The second component of the project, the Laboratory Seminar, began September 2014 (Hist GR8906 Craft and Science). In the Laboratory Seminar, students conduct historical and laboratory research on the recipes transcribed and translated by the paleography workshop. Laboratory research focuses on attempting to understand the manuscript’s materials and processes by means of a variety of techniques, including experimental reconstructions of the processes described in the manuscript. “Expert Practitioners”—conservators, craftspeople, and artists—are brought into the course to assist the students in carrying out the hands-on techniques. The students take field and laboratory notes, stored on a Wiki, and photos stored in a public repository in Flickr, in which they record their reconstruction experiments as well as their experience as history students doing hands-on work in the lab, for the entire project is also intended as a reflection on methodology and the use of reconstruction as historical evidence. The students thus engage in text- and object-based research, as well as hands-on materials research in the lab. They then bring together this research in multi-media essays that form the historical and material commentary for the critical edition of the manuscript.

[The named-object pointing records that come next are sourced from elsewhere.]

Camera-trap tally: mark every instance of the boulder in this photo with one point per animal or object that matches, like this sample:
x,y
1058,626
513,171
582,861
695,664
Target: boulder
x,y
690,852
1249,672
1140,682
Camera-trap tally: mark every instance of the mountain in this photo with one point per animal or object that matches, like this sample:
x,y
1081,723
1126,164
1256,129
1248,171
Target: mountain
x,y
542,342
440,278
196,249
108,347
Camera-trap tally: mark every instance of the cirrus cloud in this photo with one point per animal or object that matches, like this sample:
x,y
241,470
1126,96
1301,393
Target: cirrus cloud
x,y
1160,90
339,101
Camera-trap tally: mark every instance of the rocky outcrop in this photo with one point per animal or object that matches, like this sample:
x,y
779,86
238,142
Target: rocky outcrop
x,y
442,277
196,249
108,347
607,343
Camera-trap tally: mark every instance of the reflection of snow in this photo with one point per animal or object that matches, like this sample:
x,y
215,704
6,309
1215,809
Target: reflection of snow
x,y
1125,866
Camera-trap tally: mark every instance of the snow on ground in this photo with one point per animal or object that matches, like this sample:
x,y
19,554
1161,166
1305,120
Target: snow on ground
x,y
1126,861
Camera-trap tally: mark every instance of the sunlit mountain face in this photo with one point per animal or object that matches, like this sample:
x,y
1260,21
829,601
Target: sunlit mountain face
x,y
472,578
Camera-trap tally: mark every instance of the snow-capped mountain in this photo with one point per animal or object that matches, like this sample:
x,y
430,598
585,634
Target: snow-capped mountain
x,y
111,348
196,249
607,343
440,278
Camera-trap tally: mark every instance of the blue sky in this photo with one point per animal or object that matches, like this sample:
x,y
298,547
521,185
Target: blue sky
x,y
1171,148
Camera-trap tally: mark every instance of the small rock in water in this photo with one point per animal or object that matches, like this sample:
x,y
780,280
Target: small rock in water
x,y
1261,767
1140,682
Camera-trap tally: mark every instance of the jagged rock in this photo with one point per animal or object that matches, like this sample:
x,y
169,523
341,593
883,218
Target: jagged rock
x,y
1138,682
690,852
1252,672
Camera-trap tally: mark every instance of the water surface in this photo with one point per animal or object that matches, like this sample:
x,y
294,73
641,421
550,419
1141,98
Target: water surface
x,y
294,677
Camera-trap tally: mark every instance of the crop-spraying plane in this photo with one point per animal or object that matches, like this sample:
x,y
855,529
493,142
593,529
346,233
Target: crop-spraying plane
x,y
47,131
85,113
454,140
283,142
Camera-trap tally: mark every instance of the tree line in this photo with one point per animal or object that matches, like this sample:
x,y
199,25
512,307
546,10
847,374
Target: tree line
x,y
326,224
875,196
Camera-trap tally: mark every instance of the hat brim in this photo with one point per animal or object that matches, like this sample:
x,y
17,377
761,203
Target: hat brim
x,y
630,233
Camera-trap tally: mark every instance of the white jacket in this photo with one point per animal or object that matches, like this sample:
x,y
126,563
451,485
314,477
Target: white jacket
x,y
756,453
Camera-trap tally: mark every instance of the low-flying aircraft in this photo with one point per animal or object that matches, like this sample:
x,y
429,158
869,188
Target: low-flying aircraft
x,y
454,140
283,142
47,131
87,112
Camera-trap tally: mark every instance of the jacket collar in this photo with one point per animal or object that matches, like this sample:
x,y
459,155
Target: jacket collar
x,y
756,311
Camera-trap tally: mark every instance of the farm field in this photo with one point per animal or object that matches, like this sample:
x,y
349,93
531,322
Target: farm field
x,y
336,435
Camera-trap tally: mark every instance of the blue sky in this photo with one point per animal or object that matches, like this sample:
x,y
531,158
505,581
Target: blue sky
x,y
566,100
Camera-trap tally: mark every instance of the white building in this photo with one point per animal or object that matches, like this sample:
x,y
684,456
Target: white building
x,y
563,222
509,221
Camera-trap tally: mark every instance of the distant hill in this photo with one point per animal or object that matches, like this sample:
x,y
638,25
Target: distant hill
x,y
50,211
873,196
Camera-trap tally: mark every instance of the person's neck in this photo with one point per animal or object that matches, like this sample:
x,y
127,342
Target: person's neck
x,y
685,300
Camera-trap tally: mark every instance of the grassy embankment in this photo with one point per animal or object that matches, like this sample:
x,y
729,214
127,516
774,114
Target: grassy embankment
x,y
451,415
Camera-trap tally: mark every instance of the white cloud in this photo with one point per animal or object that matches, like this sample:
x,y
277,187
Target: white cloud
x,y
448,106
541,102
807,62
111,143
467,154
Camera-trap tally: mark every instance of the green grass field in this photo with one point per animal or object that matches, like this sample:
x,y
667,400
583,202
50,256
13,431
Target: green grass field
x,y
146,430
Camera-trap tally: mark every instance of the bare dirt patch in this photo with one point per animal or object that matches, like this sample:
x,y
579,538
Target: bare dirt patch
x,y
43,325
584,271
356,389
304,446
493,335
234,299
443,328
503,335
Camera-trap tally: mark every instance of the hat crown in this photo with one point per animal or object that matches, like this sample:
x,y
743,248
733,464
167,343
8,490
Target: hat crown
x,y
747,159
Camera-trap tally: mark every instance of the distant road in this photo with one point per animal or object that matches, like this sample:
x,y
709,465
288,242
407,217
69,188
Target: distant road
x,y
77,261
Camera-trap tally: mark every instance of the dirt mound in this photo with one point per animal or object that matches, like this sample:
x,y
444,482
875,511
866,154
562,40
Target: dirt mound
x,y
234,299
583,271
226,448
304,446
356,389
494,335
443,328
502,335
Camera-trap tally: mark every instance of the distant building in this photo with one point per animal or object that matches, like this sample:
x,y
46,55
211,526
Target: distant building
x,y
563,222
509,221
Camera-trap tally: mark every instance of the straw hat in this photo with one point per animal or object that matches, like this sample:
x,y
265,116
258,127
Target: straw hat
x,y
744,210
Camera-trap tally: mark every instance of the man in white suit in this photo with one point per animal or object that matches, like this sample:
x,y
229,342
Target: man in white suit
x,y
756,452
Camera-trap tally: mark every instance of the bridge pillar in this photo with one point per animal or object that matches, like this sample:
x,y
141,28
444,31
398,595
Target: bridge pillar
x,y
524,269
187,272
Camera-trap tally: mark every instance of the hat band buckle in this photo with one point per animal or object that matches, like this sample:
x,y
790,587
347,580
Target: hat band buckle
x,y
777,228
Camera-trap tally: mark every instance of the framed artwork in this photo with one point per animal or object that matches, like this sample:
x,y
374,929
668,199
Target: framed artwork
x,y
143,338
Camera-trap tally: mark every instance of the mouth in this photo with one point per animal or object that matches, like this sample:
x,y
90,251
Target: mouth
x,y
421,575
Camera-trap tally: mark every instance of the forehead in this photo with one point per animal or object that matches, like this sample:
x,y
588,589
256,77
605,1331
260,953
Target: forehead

The third phase of the project began May 2015, when an annual Working Group Meeting brought together scholars, practitioners, and the students from the Craft and Science classes to discuss and critique the annotations on the year’s theme (moldmaking and metalworking in 2015; colormaking in 2016; and vernacular natural history, medicine, and practical optics, perspective, and mechanics in 2017) written by the students. This phase provides expert oversight on the student work and on the critical edition as a whole.

The fourth component of the project (begun 2015) includes design and development of the final digital environment for the critical edition and translation. This stage includes collaboration with students from the Computer Science Department, with the Computer Graphics and User Interfaces Lab, led by Professor Steven Feiner, the xpMethods group at Columbia, and the seminar GR8975: What is a Book for the 21st Century? (spring 2017) in which humanities, social science, and computer science students learned digital skills while they prototyped this final digital edition.